What could be stirring among the CIA's Uzbek converts is a situation similar to the agency's co-opting the support of Jordanian intelligence officers in Afghanistan. On December 30, the world was told through the corporate media that a Jordanian triple agent for the CIA named Dr. Humam Khalil Abu Mulal al-Balawi, who reportedly worked for Al Qaeda, Jordan's General Intelligence Department (GID), and the CIA, walked into the CIA's Forward Operating Base Chapman in Khost province in eastern Afghanistan and blew himself up, killing seven CIA officers and contractors, including the base's female chief. An eighth person, said to be an Afghan security officer, was also reported to have been killed in the blast but then it was revealed that a Jordanian Army Captain named Sharif Ali Bin Zeid was also killed. Zeid was said to be Balawi's handler and he was given a royal state funeral in Amman.
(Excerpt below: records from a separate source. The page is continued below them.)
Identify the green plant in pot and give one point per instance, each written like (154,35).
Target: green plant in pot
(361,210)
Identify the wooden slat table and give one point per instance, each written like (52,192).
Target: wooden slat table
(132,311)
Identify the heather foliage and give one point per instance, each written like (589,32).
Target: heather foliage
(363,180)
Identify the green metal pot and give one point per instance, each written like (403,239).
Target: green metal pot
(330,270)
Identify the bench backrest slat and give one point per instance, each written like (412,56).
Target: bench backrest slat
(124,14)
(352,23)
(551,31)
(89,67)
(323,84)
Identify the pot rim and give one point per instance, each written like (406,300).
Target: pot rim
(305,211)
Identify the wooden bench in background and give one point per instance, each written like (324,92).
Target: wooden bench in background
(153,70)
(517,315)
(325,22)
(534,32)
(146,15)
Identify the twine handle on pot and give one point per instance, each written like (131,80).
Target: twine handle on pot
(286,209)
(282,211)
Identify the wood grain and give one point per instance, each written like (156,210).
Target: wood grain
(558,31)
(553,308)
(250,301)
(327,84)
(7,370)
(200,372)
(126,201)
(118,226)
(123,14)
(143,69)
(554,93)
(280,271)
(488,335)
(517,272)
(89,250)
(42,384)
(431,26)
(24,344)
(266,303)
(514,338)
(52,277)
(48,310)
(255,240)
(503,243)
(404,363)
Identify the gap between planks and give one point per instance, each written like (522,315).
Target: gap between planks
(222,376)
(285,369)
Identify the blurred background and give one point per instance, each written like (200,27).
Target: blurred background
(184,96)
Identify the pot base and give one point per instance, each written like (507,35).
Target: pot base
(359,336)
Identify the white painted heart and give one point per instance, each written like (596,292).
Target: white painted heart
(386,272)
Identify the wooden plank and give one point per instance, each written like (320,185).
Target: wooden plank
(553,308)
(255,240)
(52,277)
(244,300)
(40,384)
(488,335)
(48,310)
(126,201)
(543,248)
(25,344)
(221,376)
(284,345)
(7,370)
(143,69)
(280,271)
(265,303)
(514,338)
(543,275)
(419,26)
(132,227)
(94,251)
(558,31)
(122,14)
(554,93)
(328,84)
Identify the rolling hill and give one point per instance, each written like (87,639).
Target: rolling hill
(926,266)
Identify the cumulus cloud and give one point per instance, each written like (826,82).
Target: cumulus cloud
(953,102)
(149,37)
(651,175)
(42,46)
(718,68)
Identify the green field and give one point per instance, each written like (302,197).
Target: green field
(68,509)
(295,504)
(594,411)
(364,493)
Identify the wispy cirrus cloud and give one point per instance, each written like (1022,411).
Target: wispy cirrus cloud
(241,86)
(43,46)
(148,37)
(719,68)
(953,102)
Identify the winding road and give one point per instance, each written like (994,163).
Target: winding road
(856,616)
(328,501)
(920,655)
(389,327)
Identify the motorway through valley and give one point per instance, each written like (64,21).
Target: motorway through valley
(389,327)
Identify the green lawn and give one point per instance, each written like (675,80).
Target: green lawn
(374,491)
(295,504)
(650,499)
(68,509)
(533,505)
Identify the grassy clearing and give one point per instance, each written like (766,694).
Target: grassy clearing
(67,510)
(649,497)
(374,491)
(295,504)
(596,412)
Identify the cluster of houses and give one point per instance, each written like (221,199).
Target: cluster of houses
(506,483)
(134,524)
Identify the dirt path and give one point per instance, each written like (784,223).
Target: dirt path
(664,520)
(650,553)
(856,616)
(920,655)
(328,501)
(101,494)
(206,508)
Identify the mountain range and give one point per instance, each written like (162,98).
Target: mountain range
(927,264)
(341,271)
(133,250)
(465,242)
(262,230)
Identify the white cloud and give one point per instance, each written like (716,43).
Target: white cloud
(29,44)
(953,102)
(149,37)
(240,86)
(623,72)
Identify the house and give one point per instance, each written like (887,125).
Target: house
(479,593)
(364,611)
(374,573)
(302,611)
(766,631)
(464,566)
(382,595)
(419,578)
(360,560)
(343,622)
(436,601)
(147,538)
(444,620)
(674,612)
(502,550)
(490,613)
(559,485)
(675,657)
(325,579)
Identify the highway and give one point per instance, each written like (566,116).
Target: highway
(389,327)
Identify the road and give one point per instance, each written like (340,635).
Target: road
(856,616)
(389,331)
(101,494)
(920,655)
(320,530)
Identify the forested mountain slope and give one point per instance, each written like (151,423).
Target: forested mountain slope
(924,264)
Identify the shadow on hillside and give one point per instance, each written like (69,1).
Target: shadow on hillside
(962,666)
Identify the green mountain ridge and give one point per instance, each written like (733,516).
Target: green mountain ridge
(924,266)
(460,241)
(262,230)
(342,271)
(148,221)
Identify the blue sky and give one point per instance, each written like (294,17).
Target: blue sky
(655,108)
However, Balawi has now surfaced in a "posthumous" video tape claiming that he double crossed his handler Zeid and the CIA. WMR previously suggested that it was Zeid who was likely the person who "switched sides." The recent videotape featuring a Balawi who is very much alive, cheerful, and with more of beard growth and a darker sun tan than photographs released of him some months ago, indicate that a Jordanian died in the Chapman base blast, but it was not Balawi.
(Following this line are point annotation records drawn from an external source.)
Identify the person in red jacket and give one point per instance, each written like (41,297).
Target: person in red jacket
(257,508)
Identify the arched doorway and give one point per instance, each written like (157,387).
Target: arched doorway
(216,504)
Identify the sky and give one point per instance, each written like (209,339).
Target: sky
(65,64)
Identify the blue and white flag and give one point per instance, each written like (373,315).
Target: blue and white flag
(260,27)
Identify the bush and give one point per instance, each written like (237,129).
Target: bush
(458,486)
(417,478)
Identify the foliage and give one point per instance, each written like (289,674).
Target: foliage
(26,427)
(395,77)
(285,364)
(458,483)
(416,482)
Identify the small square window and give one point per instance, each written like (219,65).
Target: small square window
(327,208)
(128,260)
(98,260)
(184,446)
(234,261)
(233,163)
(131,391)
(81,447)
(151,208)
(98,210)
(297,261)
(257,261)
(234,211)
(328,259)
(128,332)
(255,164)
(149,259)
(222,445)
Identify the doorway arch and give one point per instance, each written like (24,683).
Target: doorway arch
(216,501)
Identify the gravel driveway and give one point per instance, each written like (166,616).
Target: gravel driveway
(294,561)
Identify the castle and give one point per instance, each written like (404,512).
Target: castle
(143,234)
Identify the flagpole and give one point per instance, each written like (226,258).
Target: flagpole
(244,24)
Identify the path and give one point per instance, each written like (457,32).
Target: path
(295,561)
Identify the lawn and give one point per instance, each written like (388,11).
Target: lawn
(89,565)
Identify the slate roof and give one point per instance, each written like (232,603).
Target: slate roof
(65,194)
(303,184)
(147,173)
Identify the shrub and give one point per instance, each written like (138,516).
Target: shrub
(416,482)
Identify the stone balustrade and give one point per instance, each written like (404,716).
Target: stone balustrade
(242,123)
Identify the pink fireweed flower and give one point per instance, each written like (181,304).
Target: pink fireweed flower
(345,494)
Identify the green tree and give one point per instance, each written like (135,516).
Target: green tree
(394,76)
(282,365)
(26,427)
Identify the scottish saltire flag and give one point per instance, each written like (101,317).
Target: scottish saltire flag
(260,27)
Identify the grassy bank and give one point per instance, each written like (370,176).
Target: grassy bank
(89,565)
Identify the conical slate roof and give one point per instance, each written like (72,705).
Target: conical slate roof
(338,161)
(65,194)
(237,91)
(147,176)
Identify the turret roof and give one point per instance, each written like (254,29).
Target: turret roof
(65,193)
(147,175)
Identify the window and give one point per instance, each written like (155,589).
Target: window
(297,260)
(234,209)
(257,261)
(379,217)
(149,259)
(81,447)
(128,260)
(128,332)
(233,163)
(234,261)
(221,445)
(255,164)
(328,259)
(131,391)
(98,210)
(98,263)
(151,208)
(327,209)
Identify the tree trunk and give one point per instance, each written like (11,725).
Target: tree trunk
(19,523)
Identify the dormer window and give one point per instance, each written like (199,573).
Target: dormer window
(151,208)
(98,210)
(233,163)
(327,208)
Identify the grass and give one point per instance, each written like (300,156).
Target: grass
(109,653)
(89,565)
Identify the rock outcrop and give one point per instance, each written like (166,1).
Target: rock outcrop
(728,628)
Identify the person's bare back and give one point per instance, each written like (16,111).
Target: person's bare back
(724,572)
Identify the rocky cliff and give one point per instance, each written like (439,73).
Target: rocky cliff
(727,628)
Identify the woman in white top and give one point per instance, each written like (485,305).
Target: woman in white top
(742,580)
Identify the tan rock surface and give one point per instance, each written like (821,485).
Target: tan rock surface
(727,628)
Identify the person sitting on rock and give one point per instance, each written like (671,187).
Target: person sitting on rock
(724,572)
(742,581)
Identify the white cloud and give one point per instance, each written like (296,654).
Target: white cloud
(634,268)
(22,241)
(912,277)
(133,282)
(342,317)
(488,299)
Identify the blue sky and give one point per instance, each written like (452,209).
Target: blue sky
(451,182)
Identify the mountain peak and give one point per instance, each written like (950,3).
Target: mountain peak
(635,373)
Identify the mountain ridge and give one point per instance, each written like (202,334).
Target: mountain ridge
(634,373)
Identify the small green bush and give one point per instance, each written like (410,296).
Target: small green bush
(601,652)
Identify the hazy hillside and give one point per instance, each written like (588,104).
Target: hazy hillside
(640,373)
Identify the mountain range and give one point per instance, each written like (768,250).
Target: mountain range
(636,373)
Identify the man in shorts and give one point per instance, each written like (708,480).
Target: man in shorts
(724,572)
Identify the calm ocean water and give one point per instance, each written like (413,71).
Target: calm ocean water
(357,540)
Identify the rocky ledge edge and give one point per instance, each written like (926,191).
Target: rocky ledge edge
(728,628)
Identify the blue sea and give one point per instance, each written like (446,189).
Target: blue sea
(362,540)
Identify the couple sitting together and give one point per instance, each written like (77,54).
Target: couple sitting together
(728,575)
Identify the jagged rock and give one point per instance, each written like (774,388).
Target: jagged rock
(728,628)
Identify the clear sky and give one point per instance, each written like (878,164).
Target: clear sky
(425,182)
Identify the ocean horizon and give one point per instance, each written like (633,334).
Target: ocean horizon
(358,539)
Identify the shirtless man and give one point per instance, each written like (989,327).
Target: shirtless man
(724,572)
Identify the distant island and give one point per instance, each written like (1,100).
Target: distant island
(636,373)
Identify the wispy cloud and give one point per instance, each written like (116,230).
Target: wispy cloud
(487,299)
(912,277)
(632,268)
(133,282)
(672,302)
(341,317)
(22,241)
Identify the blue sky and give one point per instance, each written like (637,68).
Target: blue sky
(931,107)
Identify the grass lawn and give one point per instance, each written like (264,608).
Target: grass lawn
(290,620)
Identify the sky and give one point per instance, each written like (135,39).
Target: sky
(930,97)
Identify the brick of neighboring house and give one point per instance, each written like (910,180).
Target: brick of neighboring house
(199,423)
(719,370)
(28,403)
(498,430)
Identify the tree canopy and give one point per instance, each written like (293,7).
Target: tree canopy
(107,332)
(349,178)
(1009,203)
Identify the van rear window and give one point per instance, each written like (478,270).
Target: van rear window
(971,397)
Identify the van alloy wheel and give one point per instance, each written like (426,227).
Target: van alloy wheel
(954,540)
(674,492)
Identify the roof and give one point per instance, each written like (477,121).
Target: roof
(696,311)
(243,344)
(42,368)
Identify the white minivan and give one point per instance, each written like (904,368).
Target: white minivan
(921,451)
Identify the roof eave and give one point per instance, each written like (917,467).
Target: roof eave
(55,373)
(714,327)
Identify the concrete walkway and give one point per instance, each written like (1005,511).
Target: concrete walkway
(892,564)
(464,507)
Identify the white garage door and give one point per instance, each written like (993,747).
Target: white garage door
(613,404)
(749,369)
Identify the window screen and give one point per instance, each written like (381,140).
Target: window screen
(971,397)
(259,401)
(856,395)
Balawi says in a 43-minute videotape that he only expected to kill Zeid but that it was an unexpected gift to kill the CIA agents. Balawi states: "We planned for something but got a bigger gift, a gift from Allah, who brought us, through His accompaniment, a valuable prey -- Americans, and from the CIA. That's when I became certain that the best way to teach Jordanian intelligence and the CIA a lesson is with the martyrdom belt." Dr. Balawi also describes how he was recruited by the GID and then the CIA after his arrest in Jordan and how he was sent to Afghanistan to work as an agent for the CIA spying on "Al Qaeda." Balawi also states that GID helped in the 2006 killing by U.S. forces of Jordanian "Al Qaeda" operative Abu Musab al-Zarqawi, who hailed from Balawi's Jordanian hometown of Zarqa, and the assassination by Mossad and the CIA of Imad Mughniyeh, the Lebanese Hezbollah military commander, in Damascus in 2008.
Balawi's post-death comments are probably the most amazing CIA asset revelations since CIA director William Casey granted The Washington Post's Bob Woodward an extensive four-minute interview on the Iran-contra scandal as Casey was drawing his last breath in his hospital bed in 1987.